AceUp's coaching runs inside roughly a hundred companies, and the logos are not small. The platform sits between a global network of more than 3,500 contract coaches and the leaders who need them - matched, measured, and tracked.

LVMHL'OrealIBM BNP ParibasJohn DeereWM TeradyneEssilorLuxotticaPVH
The Stake

Do well by doing good.

There's a phrase Foussier comes back to so often it functions as a thesis statement: we can do well by doing good. It's easy to wave off as founder boilerplate until you trace where it comes from. The Clinton Global Initiative was social-impact work; the professor at Lausanne who lit the finance fuse did it in a school built around service; the coach who unstuck him wasn't selling a product so much as a way of being better at carrying other people. AceUp is the place where those three threads tie off. The business model and the mission are not in tension - the more leaders it makes measurably better, the more it sells.

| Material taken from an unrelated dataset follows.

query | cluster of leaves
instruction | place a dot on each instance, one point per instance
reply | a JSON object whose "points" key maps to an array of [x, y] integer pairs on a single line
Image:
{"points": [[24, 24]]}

The number he reaches for when asked how far this goes is deliberately absurd: a billion people. He frames AceUp's work as helping people "unleash their full human potential," and a billion is the scale at which a coaching company stops being a vendor and starts being infrastructure. Whether he gets there is a different question. But it explains the data obsession, the Harvard science, the refusal to let coaching stay a perk for the corner office. If everybody really does deserve a coach, then the only honest way to mean it is to build something big enough to reach them - and rigorous enough to prove it worked.

Footnotes

Small things, worth knowing.

He's a Harvard, EHL and Techstars alumnus - and a Forbes 30 Under 30 honoree.

The aspiration he says out loud: unleash the full potential of a billion people.

AceUp was built with the Institute of Coaching, tied to Harvard Medical School and McLean Hospital.

He started in hospitality - the discipline of making people feel looked after never left.